Montecito always thrills. It is the combination of ocean, mountains, light, air, wine and sophistication. It is also a reflection of the Mediterranean – to a point. But one might as well say that the Mediterranean is a reflection of Montecito, as the town by the side of Santa Barbara in California stands on its own as a destination with a great climate, lifestyle and domestic architecture.

So given that this is an ideal location to live, where would one rest one’s head? I have the perfect answer. Set high on the Montecito slopes with the Pacific Ocean stretching west to the horizon and the Santa Ynez Mountains creating a gorgeous backdrop is a house of Provencal or Tuscan appearance and feel. But that is where the similarities stop because this is an American house, with American comfort and American ideas about modern living. And in America they do this as well as, if not better than, anywhere.

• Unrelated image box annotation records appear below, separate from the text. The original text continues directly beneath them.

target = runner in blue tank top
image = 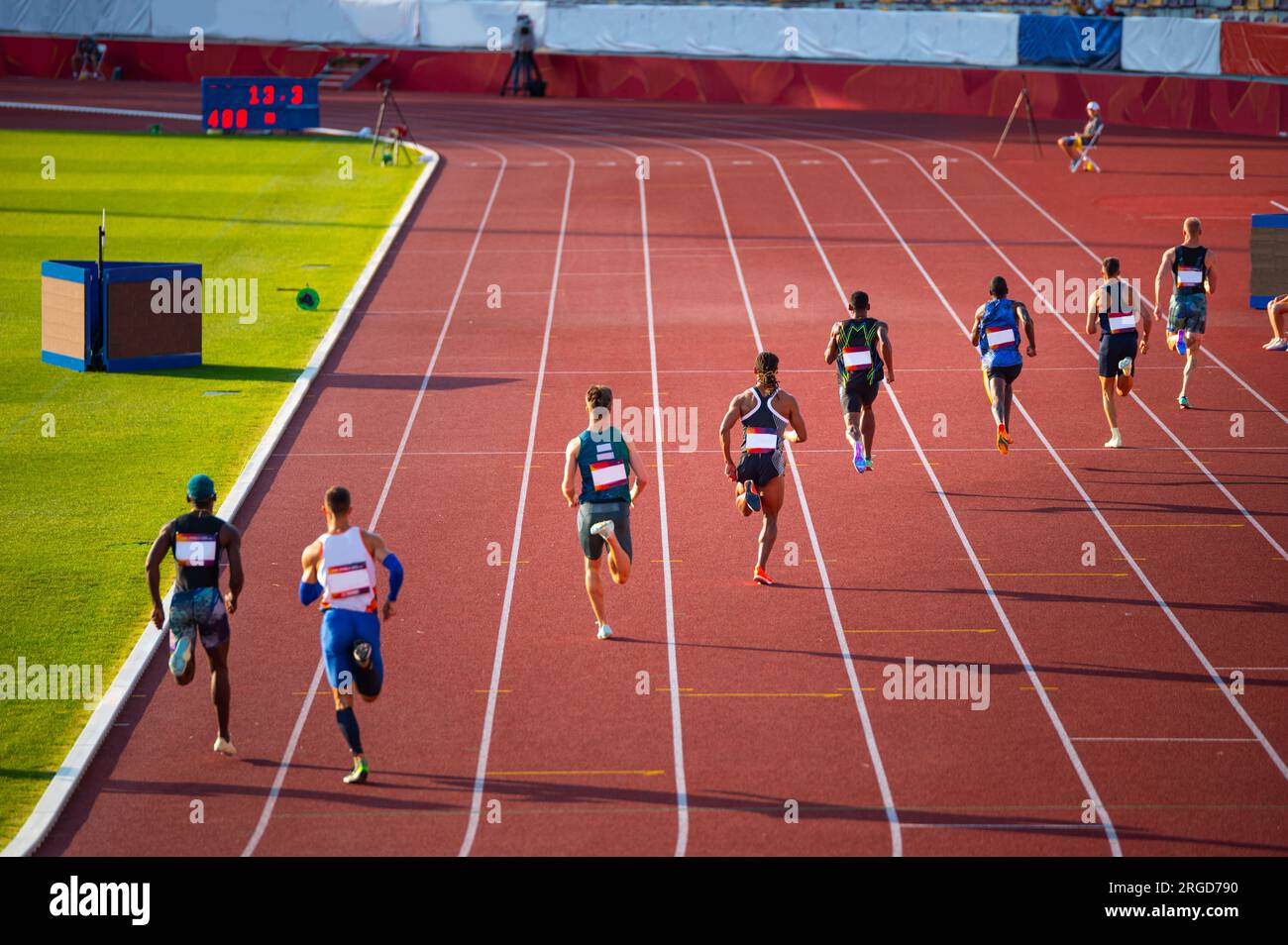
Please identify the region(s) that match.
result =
[970,275,1038,456]
[563,383,648,640]
[720,352,805,584]
[1154,216,1216,411]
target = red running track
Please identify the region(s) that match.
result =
[7,85,1288,855]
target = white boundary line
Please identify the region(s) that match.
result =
[241,146,505,856]
[458,139,577,856]
[0,102,442,856]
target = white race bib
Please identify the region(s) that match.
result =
[174,533,219,568]
[988,328,1015,351]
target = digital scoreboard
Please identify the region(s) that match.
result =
[201,76,322,132]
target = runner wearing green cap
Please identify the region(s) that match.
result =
[147,472,244,756]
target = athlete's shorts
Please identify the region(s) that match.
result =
[322,607,385,695]
[1100,331,1140,377]
[738,454,783,489]
[988,365,1024,383]
[840,377,881,413]
[577,502,634,562]
[164,587,229,653]
[1167,292,1207,335]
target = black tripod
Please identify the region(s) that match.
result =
[369,78,419,160]
[501,49,546,98]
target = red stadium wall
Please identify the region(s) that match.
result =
[0,34,1288,135]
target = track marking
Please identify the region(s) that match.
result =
[241,146,506,856]
[458,145,577,856]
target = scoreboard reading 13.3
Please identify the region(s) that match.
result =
[201,76,322,132]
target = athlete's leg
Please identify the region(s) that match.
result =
[206,640,232,742]
[587,556,606,626]
[756,476,786,569]
[605,529,631,584]
[1181,331,1203,396]
[988,374,1010,426]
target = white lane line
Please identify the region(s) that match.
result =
[860,122,1288,424]
[241,146,505,856]
[458,146,577,856]
[747,126,1288,788]
[450,99,903,856]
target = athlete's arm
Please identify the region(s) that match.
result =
[970,305,984,347]
[143,521,174,630]
[823,322,841,365]
[362,529,403,620]
[720,394,742,481]
[778,394,807,443]
[300,542,322,606]
[622,437,648,508]
[563,437,581,508]
[1154,248,1176,322]
[877,322,894,383]
[219,523,246,614]
[1015,301,1038,358]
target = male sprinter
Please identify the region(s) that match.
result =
[970,275,1038,456]
[146,472,244,757]
[1087,257,1150,450]
[823,292,894,472]
[1056,102,1105,170]
[1154,216,1216,411]
[563,383,648,640]
[720,352,805,585]
[1261,295,1288,352]
[300,485,403,785]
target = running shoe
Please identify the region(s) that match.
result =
[170,633,196,676]
[344,759,370,785]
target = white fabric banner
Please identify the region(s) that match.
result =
[152,0,420,47]
[544,4,1020,65]
[1124,17,1221,76]
[0,0,152,36]
[420,0,546,52]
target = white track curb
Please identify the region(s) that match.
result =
[0,102,441,856]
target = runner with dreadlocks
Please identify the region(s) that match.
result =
[720,352,805,584]
[824,284,894,472]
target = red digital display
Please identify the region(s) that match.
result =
[201,77,321,132]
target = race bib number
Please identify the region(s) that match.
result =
[841,348,872,370]
[988,328,1015,352]
[326,562,371,600]
[590,460,626,491]
[747,426,778,454]
[174,533,218,568]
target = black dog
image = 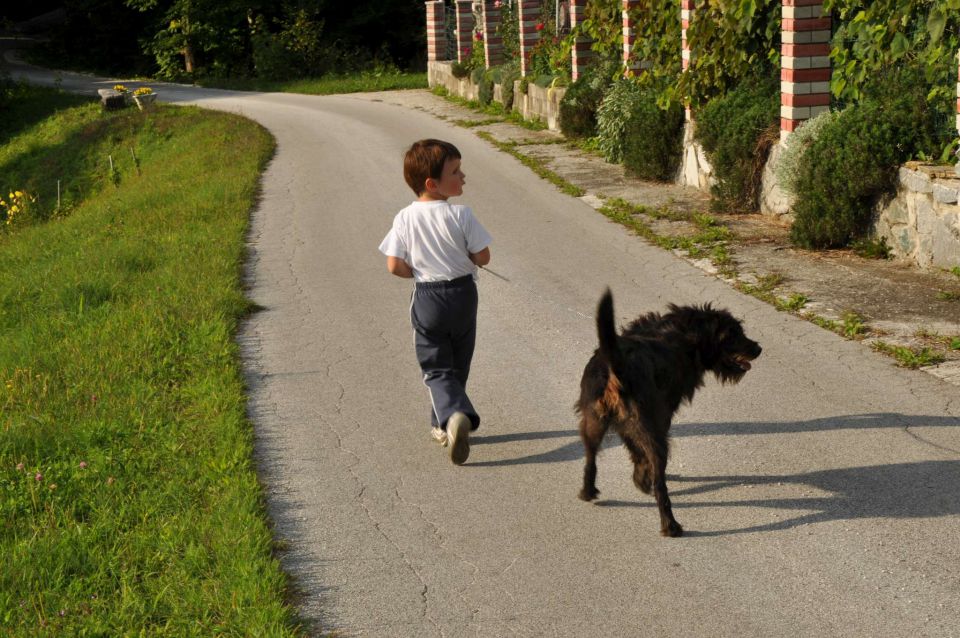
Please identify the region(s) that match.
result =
[576,289,761,536]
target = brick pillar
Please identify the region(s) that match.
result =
[570,0,592,81]
[680,0,694,122]
[957,49,960,132]
[426,0,447,62]
[623,0,643,76]
[780,0,830,138]
[514,0,540,77]
[456,0,476,62]
[426,0,447,62]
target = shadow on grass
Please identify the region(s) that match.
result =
[0,82,93,145]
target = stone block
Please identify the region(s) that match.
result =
[930,212,960,269]
[933,182,957,204]
[97,89,127,111]
[900,167,933,193]
[880,196,910,227]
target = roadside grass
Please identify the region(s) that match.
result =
[0,89,300,636]
[432,86,960,368]
[197,72,427,95]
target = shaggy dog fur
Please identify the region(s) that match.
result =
[576,289,761,536]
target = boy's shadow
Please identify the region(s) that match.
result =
[472,414,960,536]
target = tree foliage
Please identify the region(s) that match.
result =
[28,0,426,79]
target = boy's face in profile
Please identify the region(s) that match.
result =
[424,157,467,200]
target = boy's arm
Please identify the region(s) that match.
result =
[387,256,413,279]
[470,246,490,266]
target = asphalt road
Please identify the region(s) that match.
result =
[7,52,960,637]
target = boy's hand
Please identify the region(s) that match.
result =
[470,248,490,266]
[387,257,413,279]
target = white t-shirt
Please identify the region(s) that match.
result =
[380,200,493,281]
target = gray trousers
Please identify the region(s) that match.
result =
[410,275,480,430]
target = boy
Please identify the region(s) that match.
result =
[380,139,492,465]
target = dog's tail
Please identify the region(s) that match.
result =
[597,288,621,370]
[597,288,626,419]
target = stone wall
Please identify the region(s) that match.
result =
[427,61,566,131]
[513,81,567,131]
[674,118,714,192]
[873,162,960,269]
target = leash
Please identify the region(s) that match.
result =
[479,266,594,321]
[480,266,512,284]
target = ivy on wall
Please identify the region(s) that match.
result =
[630,0,682,84]
[824,0,960,101]
[680,0,784,107]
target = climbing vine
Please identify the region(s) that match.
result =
[824,0,960,101]
[680,0,781,107]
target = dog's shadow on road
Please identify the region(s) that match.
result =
[474,413,960,537]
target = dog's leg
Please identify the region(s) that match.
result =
[580,413,606,501]
[652,443,683,538]
[623,436,653,494]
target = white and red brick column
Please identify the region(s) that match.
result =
[483,0,503,69]
[680,0,694,122]
[623,0,643,77]
[456,0,476,63]
[957,54,960,138]
[570,0,593,80]
[780,0,831,138]
[426,0,447,62]
[514,0,541,77]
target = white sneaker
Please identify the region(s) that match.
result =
[447,412,471,465]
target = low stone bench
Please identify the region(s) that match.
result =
[97,89,127,111]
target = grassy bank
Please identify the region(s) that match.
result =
[197,73,427,95]
[0,89,296,636]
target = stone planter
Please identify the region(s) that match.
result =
[133,93,157,111]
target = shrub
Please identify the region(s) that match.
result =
[500,62,520,111]
[477,69,498,106]
[776,111,838,196]
[623,92,684,181]
[597,78,643,163]
[597,78,683,181]
[0,71,17,111]
[790,67,955,248]
[696,78,780,211]
[560,59,616,137]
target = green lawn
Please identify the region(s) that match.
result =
[0,89,299,636]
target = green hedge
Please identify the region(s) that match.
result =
[791,67,956,248]
[696,78,780,211]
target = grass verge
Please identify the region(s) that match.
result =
[0,89,298,636]
[197,73,427,95]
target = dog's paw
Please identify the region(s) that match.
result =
[578,487,600,502]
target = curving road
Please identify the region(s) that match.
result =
[7,51,960,638]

It is all done beautifully behind the mask of a rustic farmhouse, but it is all here. The elegant living spaces under rough-hewn ceiling beams, the beautiful timber and marble floors so tactile under bare feet, the media room, the wine cellar and the simple but fabulous bedrooms all thrill. But for me it was outside that perhaps created the strongest pull. After all in this climate much of one’s time is spent outdoors. I loved the ocean views, the sitting and dining areas, the olive trees against a perfectly blue sky and the fabulous infinity pool. In the evening there is a fire pit from where to watch the sunset and then the stars while perhaps sipping a Santa Ynez, Au Bon Climat, Pinot Noir.

This is single storey living at its very best. It is hard to think what would drag anyone away from this Shangri-La. Indeed one would never want to leave, as every minute of every day in this house and garden would be a blessing. If it were up to me I would still be there.